Kabar mengenai air Sungai Cisadane yang disebut terkontaminasi pestisida masih menjadi perbincangan warga. Meski demikian, aktivitas mencuci di bantaran sungai di wilayah Kota Tangerang tetap berlangsung seperti biasa.
Sejak pagi hari, warga terlihat datang membawa pakaian kotor, sabun, hingga ember ke tepian kali. Mereka mencuci dan membilas pakaian menggunakan air sungai yang mengalir.
Seorang warga berusia 68 tahun asal Beringin, Kelurahan Babakan, Kecamatan Tangerang, mengaku tetap memanfaatkan air sungai untuk mencuci. Ia menyebut kebiasaan tersebut sudah dilakukan sejak lama.
Ia mengatakan sudah mendengar informasi soal dugaan pencemaran pestisida. Namun menurutnya, selama air hanya digunakan untuk mencuci dan bukan untuk diminum, ia tetap beraktivitas seperti biasa.
“Sudah kebiasaan saja. Dari dulu juga pakai air sini buat nyuci,” katanya.
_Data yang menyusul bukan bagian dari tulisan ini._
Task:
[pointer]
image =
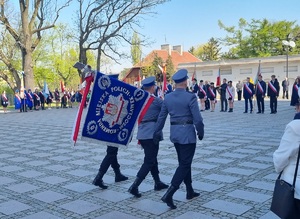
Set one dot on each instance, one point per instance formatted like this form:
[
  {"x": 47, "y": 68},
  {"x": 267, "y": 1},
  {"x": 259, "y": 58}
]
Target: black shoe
[
  {"x": 190, "y": 193},
  {"x": 168, "y": 197},
  {"x": 159, "y": 186},
  {"x": 99, "y": 182},
  {"x": 119, "y": 177},
  {"x": 134, "y": 188}
]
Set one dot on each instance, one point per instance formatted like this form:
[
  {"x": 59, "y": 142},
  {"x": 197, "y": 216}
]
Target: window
[
  {"x": 226, "y": 71},
  {"x": 207, "y": 73},
  {"x": 247, "y": 71},
  {"x": 291, "y": 68},
  {"x": 267, "y": 70}
]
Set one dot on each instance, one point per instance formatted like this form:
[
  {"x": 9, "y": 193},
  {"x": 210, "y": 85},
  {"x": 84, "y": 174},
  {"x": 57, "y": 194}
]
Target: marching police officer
[
  {"x": 110, "y": 159},
  {"x": 145, "y": 137},
  {"x": 273, "y": 93},
  {"x": 185, "y": 116},
  {"x": 248, "y": 92},
  {"x": 260, "y": 92}
]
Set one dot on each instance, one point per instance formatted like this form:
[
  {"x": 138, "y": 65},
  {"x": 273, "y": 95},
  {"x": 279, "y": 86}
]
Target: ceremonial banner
[
  {"x": 113, "y": 111},
  {"x": 218, "y": 84},
  {"x": 46, "y": 92}
]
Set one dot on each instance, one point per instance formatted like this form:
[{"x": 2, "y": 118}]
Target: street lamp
[{"x": 288, "y": 43}]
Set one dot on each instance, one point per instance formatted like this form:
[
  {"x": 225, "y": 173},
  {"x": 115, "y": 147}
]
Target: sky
[{"x": 193, "y": 22}]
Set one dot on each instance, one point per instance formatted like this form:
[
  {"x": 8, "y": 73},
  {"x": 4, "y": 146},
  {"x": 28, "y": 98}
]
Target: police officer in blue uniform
[
  {"x": 145, "y": 135},
  {"x": 273, "y": 93},
  {"x": 295, "y": 92},
  {"x": 182, "y": 106},
  {"x": 260, "y": 92},
  {"x": 222, "y": 91},
  {"x": 110, "y": 159},
  {"x": 248, "y": 92}
]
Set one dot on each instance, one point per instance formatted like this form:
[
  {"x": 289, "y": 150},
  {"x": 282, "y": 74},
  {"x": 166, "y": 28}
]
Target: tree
[
  {"x": 211, "y": 50},
  {"x": 136, "y": 50},
  {"x": 104, "y": 26},
  {"x": 34, "y": 18},
  {"x": 198, "y": 51},
  {"x": 170, "y": 70},
  {"x": 259, "y": 38}
]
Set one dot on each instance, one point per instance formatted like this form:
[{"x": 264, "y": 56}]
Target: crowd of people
[
  {"x": 207, "y": 94},
  {"x": 40, "y": 100}
]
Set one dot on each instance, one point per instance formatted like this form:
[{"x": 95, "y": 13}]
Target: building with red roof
[{"x": 176, "y": 52}]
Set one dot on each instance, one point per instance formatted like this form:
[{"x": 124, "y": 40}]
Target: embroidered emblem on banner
[{"x": 113, "y": 111}]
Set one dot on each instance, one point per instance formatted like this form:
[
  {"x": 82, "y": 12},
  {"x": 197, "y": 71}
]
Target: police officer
[
  {"x": 145, "y": 137},
  {"x": 260, "y": 92},
  {"x": 222, "y": 90},
  {"x": 273, "y": 93},
  {"x": 185, "y": 116},
  {"x": 110, "y": 159},
  {"x": 195, "y": 87},
  {"x": 248, "y": 92}
]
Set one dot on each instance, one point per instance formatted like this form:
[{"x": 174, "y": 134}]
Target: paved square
[{"x": 44, "y": 176}]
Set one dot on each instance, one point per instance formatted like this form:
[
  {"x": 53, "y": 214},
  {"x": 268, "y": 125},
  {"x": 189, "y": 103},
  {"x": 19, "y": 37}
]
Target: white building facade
[{"x": 240, "y": 69}]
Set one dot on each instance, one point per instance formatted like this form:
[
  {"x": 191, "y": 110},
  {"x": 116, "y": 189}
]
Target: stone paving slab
[{"x": 47, "y": 177}]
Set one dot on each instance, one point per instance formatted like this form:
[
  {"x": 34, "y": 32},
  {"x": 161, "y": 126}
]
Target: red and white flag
[{"x": 218, "y": 84}]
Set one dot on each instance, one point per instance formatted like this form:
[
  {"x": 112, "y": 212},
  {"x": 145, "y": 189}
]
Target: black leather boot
[
  {"x": 98, "y": 181},
  {"x": 190, "y": 193},
  {"x": 168, "y": 197},
  {"x": 159, "y": 185},
  {"x": 119, "y": 177},
  {"x": 134, "y": 188}
]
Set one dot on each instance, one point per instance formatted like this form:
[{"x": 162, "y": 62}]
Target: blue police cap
[
  {"x": 148, "y": 82},
  {"x": 297, "y": 116},
  {"x": 116, "y": 76},
  {"x": 180, "y": 76}
]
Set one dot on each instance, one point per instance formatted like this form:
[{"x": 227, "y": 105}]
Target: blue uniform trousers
[
  {"x": 224, "y": 103},
  {"x": 260, "y": 103},
  {"x": 110, "y": 159},
  {"x": 185, "y": 154},
  {"x": 150, "y": 159},
  {"x": 246, "y": 104},
  {"x": 273, "y": 104}
]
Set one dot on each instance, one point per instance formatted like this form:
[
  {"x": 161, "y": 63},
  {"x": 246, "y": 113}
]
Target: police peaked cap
[
  {"x": 180, "y": 76},
  {"x": 148, "y": 82},
  {"x": 116, "y": 76}
]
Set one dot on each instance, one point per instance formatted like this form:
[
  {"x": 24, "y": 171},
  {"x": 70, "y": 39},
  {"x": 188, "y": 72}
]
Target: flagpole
[{"x": 255, "y": 84}]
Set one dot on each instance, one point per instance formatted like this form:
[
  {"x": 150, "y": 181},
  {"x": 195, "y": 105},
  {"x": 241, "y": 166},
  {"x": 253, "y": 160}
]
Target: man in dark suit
[
  {"x": 260, "y": 92},
  {"x": 185, "y": 116},
  {"x": 273, "y": 93},
  {"x": 248, "y": 91},
  {"x": 144, "y": 135}
]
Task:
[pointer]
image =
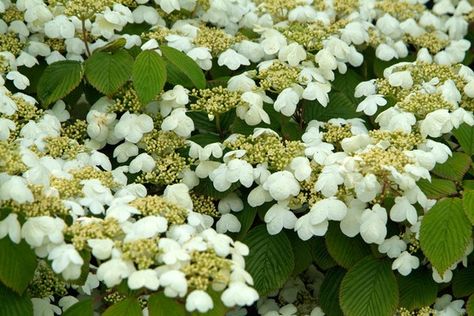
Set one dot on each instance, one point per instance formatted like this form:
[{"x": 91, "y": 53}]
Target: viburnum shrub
[{"x": 236, "y": 157}]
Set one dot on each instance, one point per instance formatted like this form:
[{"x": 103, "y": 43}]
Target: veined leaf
[
  {"x": 329, "y": 292},
  {"x": 437, "y": 188},
  {"x": 445, "y": 233},
  {"x": 161, "y": 305},
  {"x": 184, "y": 65},
  {"x": 58, "y": 80},
  {"x": 369, "y": 288},
  {"x": 344, "y": 250},
  {"x": 468, "y": 204},
  {"x": 148, "y": 75},
  {"x": 128, "y": 307},
  {"x": 17, "y": 264},
  {"x": 107, "y": 72},
  {"x": 417, "y": 289},
  {"x": 82, "y": 308},
  {"x": 270, "y": 261},
  {"x": 465, "y": 136},
  {"x": 13, "y": 304},
  {"x": 454, "y": 168},
  {"x": 463, "y": 282}
]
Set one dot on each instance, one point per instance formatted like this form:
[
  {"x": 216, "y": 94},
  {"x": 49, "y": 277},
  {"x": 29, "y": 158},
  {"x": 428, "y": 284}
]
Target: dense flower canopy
[{"x": 236, "y": 157}]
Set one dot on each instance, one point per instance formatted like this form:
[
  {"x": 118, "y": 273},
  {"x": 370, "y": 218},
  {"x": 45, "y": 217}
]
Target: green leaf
[
  {"x": 13, "y": 304},
  {"x": 17, "y": 264},
  {"x": 148, "y": 75},
  {"x": 437, "y": 188},
  {"x": 127, "y": 307},
  {"x": 107, "y": 72},
  {"x": 470, "y": 306},
  {"x": 369, "y": 288},
  {"x": 329, "y": 292},
  {"x": 321, "y": 255},
  {"x": 465, "y": 136},
  {"x": 344, "y": 250},
  {"x": 82, "y": 308},
  {"x": 186, "y": 66},
  {"x": 270, "y": 261},
  {"x": 58, "y": 80},
  {"x": 445, "y": 233},
  {"x": 468, "y": 205},
  {"x": 454, "y": 168},
  {"x": 161, "y": 305},
  {"x": 301, "y": 252},
  {"x": 417, "y": 289},
  {"x": 463, "y": 282},
  {"x": 339, "y": 106}
]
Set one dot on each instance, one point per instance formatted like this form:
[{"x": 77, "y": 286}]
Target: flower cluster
[{"x": 312, "y": 118}]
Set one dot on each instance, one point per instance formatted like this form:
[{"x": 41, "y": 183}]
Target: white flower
[
  {"x": 60, "y": 27},
  {"x": 405, "y": 263},
  {"x": 371, "y": 103},
  {"x": 281, "y": 185},
  {"x": 124, "y": 151},
  {"x": 401, "y": 79},
  {"x": 373, "y": 221},
  {"x": 403, "y": 210},
  {"x": 293, "y": 54},
  {"x": 19, "y": 80},
  {"x": 143, "y": 162},
  {"x": 112, "y": 272},
  {"x": 287, "y": 101},
  {"x": 178, "y": 122},
  {"x": 132, "y": 127},
  {"x": 279, "y": 216},
  {"x": 174, "y": 283},
  {"x": 67, "y": 261},
  {"x": 228, "y": 222},
  {"x": 11, "y": 226},
  {"x": 251, "y": 110},
  {"x": 393, "y": 246},
  {"x": 101, "y": 248},
  {"x": 147, "y": 278},
  {"x": 239, "y": 294},
  {"x": 38, "y": 231},
  {"x": 232, "y": 60},
  {"x": 199, "y": 300}
]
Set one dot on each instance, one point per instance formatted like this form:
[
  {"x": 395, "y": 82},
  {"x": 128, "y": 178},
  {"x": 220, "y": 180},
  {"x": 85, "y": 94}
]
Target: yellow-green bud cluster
[
  {"x": 216, "y": 100},
  {"x": 156, "y": 205},
  {"x": 204, "y": 268},
  {"x": 401, "y": 10},
  {"x": 376, "y": 159},
  {"x": 126, "y": 99},
  {"x": 43, "y": 205},
  {"x": 142, "y": 252},
  {"x": 204, "y": 204},
  {"x": 80, "y": 232},
  {"x": 278, "y": 76},
  {"x": 429, "y": 40},
  {"x": 10, "y": 159},
  {"x": 267, "y": 148},
  {"x": 46, "y": 283},
  {"x": 161, "y": 143},
  {"x": 399, "y": 139},
  {"x": 334, "y": 133},
  {"x": 9, "y": 42}
]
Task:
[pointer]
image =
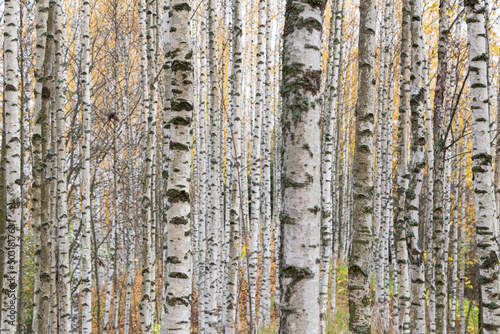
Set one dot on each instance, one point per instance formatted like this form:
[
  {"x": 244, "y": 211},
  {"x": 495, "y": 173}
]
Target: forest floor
[{"x": 339, "y": 324}]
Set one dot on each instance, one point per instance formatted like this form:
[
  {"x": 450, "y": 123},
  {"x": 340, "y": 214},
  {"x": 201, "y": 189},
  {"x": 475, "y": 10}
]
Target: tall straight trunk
[
  {"x": 360, "y": 259},
  {"x": 147, "y": 304},
  {"x": 429, "y": 200},
  {"x": 256, "y": 159},
  {"x": 12, "y": 140},
  {"x": 463, "y": 239},
  {"x": 64, "y": 287},
  {"x": 402, "y": 172},
  {"x": 482, "y": 159},
  {"x": 265, "y": 284},
  {"x": 236, "y": 175},
  {"x": 179, "y": 258},
  {"x": 329, "y": 119},
  {"x": 439, "y": 171},
  {"x": 151, "y": 155},
  {"x": 454, "y": 242},
  {"x": 42, "y": 182},
  {"x": 337, "y": 97},
  {"x": 86, "y": 192},
  {"x": 412, "y": 207},
  {"x": 214, "y": 227},
  {"x": 301, "y": 209},
  {"x": 166, "y": 157}
]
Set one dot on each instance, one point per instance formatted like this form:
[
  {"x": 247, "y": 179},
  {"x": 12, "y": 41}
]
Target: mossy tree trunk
[
  {"x": 362, "y": 173},
  {"x": 482, "y": 159},
  {"x": 301, "y": 209},
  {"x": 179, "y": 256}
]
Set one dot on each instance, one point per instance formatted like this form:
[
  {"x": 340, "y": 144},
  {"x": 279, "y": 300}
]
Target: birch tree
[
  {"x": 12, "y": 169},
  {"x": 301, "y": 209},
  {"x": 179, "y": 258},
  {"x": 358, "y": 283},
  {"x": 482, "y": 166},
  {"x": 86, "y": 209}
]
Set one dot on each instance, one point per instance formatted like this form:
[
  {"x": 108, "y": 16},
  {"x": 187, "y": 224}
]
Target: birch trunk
[
  {"x": 439, "y": 171},
  {"x": 12, "y": 165},
  {"x": 213, "y": 231},
  {"x": 488, "y": 251},
  {"x": 301, "y": 210},
  {"x": 179, "y": 259},
  {"x": 255, "y": 223},
  {"x": 62, "y": 209},
  {"x": 402, "y": 172},
  {"x": 359, "y": 259},
  {"x": 329, "y": 122},
  {"x": 265, "y": 285},
  {"x": 417, "y": 169},
  {"x": 42, "y": 180},
  {"x": 461, "y": 283},
  {"x": 86, "y": 192}
]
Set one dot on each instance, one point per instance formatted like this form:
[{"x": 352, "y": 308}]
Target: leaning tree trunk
[
  {"x": 179, "y": 258},
  {"x": 11, "y": 126},
  {"x": 482, "y": 159},
  {"x": 301, "y": 210},
  {"x": 360, "y": 259},
  {"x": 439, "y": 171}
]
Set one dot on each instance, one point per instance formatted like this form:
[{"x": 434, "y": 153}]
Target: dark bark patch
[
  {"x": 179, "y": 221},
  {"x": 296, "y": 272},
  {"x": 181, "y": 6},
  {"x": 179, "y": 120},
  {"x": 175, "y": 196}
]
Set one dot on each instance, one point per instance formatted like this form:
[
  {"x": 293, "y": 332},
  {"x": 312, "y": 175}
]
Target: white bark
[
  {"x": 362, "y": 173},
  {"x": 301, "y": 209},
  {"x": 12, "y": 169},
  {"x": 488, "y": 251},
  {"x": 179, "y": 259},
  {"x": 86, "y": 232}
]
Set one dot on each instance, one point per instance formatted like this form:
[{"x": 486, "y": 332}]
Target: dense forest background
[{"x": 228, "y": 166}]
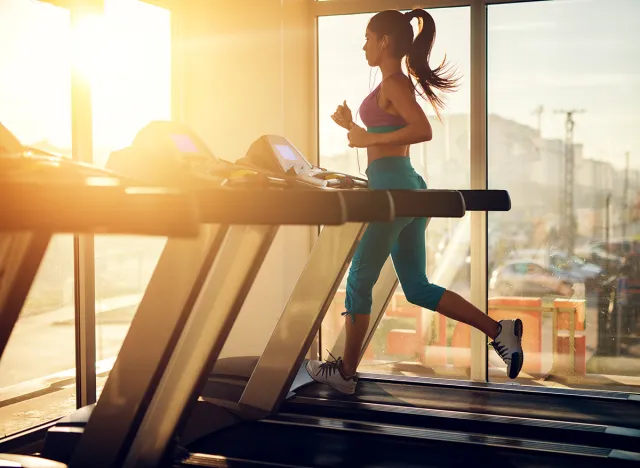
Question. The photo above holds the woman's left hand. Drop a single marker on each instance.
(359, 137)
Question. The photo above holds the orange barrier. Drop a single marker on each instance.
(564, 330)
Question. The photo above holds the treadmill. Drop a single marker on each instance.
(215, 272)
(43, 195)
(155, 151)
(601, 423)
(244, 388)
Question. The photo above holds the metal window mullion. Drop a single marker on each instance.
(478, 155)
(83, 246)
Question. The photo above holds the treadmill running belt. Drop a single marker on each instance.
(541, 406)
(290, 440)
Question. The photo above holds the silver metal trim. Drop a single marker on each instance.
(478, 244)
(85, 319)
(20, 258)
(83, 246)
(350, 7)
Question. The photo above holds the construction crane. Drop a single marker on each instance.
(567, 215)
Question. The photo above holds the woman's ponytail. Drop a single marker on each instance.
(441, 78)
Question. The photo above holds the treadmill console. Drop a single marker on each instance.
(165, 152)
(277, 154)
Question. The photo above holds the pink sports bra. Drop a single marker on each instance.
(373, 116)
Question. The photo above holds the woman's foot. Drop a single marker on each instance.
(508, 344)
(330, 373)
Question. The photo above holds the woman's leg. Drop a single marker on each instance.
(409, 259)
(370, 256)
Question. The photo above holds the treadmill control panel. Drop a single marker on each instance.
(166, 152)
(276, 153)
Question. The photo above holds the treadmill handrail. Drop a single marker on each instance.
(95, 206)
(271, 206)
(429, 203)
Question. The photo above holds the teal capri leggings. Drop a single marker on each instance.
(402, 238)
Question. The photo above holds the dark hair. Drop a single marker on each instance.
(397, 26)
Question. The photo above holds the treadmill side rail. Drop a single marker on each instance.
(302, 317)
(199, 344)
(143, 353)
(20, 257)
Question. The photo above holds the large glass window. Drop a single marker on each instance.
(129, 67)
(37, 373)
(409, 339)
(563, 95)
(131, 87)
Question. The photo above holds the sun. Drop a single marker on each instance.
(125, 54)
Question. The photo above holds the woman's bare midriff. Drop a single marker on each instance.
(379, 152)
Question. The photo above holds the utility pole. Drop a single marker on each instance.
(538, 111)
(625, 200)
(568, 219)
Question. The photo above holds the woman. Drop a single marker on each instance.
(394, 121)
Menurutnya, penggunaan air sungai memang sebatas untuk kebutuhan mencuci pakaian. Ia pun berharap ada penjelasan resmi mengenai kondisi air agar warga tidak terus bertanya-tanya.
“Kalau buat minum tentu tidak. Ini cuma buat nyuci saja seperti biasa,” ucapnya.
Hingga kini, aktivitas warga di bantaran Sungai Cisadane masih berjalan tanpa perubahan berarti. Isu pencemaran pestisida belum menghentikan kebiasaan lama warga yang sudah bertahun-tahun bergantung pada air kali.